Copenhagen, 2 May 1996
President of IFOAM at press conference in Copenhagen, 2 May 1996.
Global focus on ecology
A proposal to the FAO World Food Summit
"The FAO must give serious consideration to the organic alternative by placing organic agriculture on the agenda of the World Food Summit, in Rome in November", says Hervé la Prairie, President of the International Federation of Organic Agriculture Movements (IFOAM). "Organic agriculture has matured sufficiently to be taken seriously by world leaders as an agricultural type capable of solving agriculture's environmental problems without risk of compromising food supply." Hervé la Prairie was speaking at a press conference (2 May) to present the International Conference on Organic Agriculture (11th IFOAM Scientific Conference) and the First Organic World Exhibition scheduled for Copenhagen 11-15 and 10-13 August respectively. "The FAO's World Food Summit could benefit greatly from the evidence and research to be presented at the organic conference", says Hervé la Prairie. The Copenhagen conference will bring together 1000 scientists and practitioners from around the world to debate global developments in ecology and organic production. It will address a number of new, main themes relating to overall social, environmental and economic consequences of restructuring agriculture along organic lines, in a period of increased global focus on ecology. The Director General of the FAO, Jacques Diouf, has been invited to deliver the closing address to the conference.

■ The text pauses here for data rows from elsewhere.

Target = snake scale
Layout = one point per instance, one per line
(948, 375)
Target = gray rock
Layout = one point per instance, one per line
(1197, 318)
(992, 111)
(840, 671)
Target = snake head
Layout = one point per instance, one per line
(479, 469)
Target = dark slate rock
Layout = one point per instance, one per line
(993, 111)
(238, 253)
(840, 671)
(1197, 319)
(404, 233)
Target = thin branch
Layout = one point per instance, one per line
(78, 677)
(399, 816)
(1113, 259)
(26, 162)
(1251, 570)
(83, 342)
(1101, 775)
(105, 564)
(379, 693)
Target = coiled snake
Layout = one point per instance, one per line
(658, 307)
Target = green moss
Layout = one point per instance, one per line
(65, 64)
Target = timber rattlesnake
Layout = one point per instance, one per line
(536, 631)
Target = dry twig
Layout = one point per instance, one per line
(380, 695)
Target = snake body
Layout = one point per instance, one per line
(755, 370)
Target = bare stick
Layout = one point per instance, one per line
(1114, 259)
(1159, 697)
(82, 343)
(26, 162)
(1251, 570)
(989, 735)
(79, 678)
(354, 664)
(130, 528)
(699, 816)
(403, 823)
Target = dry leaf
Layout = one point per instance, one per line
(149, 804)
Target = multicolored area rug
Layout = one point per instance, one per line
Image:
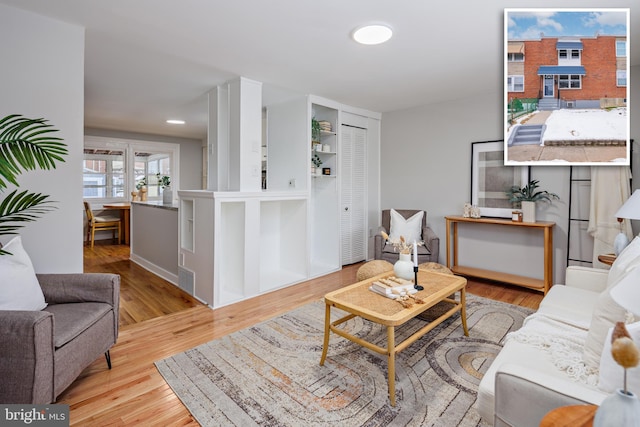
(269, 374)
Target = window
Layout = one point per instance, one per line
(569, 53)
(103, 174)
(112, 167)
(569, 81)
(147, 166)
(621, 77)
(515, 57)
(515, 83)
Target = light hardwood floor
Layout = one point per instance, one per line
(158, 320)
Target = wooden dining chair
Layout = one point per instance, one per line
(100, 223)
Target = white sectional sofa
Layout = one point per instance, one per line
(560, 356)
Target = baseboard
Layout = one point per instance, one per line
(158, 271)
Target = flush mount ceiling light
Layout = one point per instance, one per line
(372, 34)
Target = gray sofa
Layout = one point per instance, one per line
(428, 252)
(43, 352)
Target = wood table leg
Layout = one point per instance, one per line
(327, 322)
(391, 365)
(463, 311)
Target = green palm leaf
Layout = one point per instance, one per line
(27, 144)
(17, 208)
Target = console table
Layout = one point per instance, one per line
(527, 282)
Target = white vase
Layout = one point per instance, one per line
(167, 196)
(403, 268)
(528, 211)
(619, 410)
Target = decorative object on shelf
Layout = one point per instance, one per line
(315, 129)
(325, 125)
(27, 145)
(317, 162)
(622, 408)
(141, 183)
(527, 197)
(164, 182)
(629, 210)
(516, 216)
(490, 178)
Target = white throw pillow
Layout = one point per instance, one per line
(19, 287)
(628, 259)
(612, 374)
(410, 228)
(605, 315)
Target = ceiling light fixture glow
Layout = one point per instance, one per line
(372, 34)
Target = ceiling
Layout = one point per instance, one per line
(150, 60)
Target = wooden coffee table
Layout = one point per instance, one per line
(358, 300)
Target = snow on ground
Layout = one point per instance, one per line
(579, 124)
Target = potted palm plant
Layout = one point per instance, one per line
(527, 197)
(25, 144)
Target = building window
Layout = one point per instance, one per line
(621, 77)
(103, 174)
(515, 84)
(515, 57)
(569, 81)
(569, 53)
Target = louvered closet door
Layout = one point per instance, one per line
(353, 220)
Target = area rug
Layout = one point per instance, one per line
(269, 374)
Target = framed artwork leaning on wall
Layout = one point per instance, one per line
(490, 179)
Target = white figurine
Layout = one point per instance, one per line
(467, 210)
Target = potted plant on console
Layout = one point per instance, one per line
(527, 197)
(164, 182)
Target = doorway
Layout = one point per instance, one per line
(548, 86)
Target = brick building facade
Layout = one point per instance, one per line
(576, 72)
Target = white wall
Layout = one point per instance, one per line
(190, 153)
(426, 164)
(43, 76)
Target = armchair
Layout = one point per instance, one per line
(428, 252)
(43, 352)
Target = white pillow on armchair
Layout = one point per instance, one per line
(409, 228)
(19, 286)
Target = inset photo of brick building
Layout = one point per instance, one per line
(566, 87)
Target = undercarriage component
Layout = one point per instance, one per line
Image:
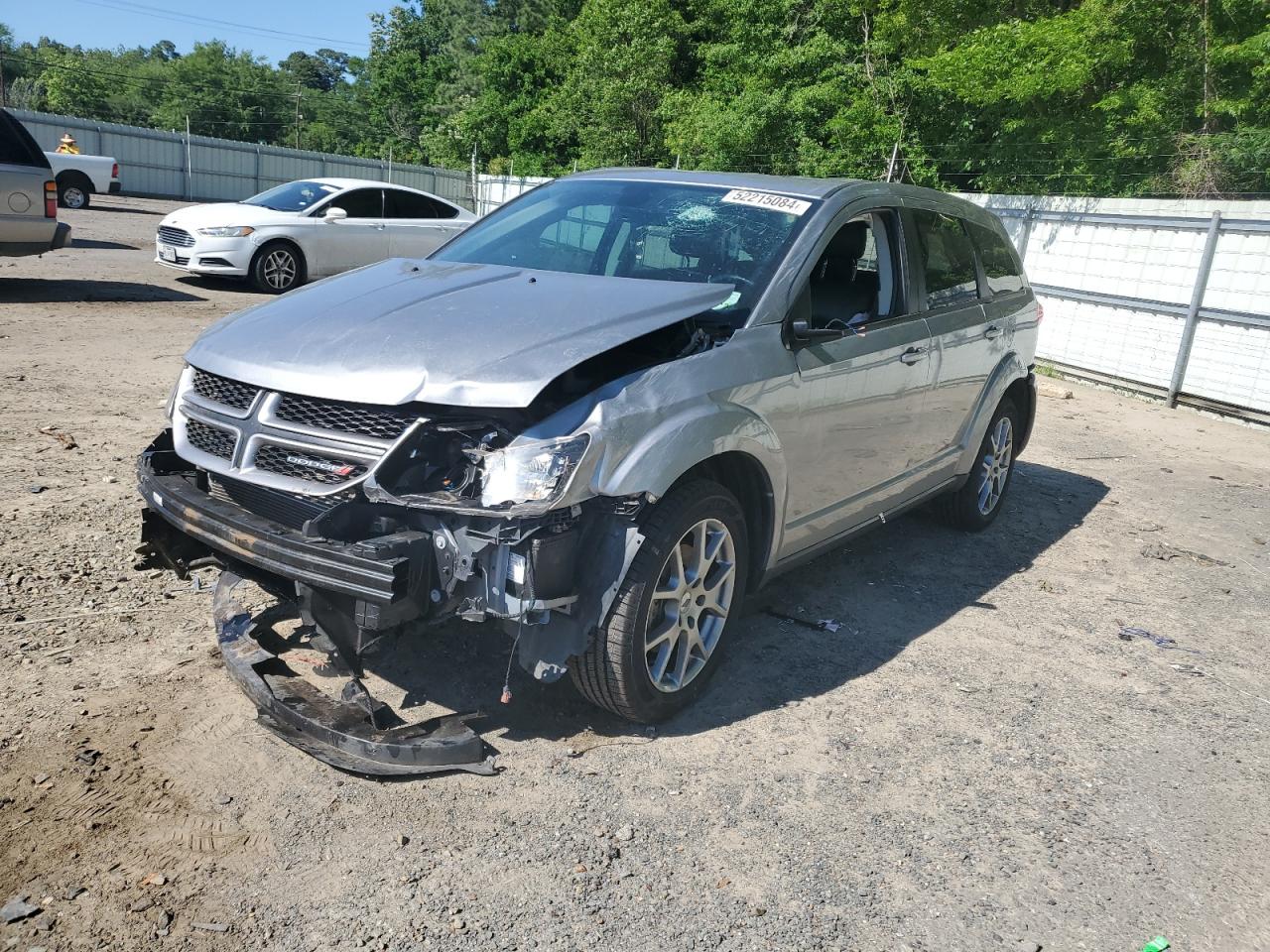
(354, 734)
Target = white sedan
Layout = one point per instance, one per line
(305, 230)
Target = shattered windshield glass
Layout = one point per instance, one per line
(661, 231)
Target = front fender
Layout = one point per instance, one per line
(1006, 372)
(659, 454)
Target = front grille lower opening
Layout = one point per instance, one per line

Hervé la Prairie accused the FAO of "optimism" when it states that the number of undernourished people in the world will decline from the present 800 million to 650 million over the next 15 years. "This view is based on the assumption that production per capita will continue its steady rise in the future", said la Prairie. The World Watch Institute and the Consultancy Group on International Agriculture Research (CGIAR) share a more pessimistic outlook forecasting a deficiency in cereals by 2025 of 700 million tonnes.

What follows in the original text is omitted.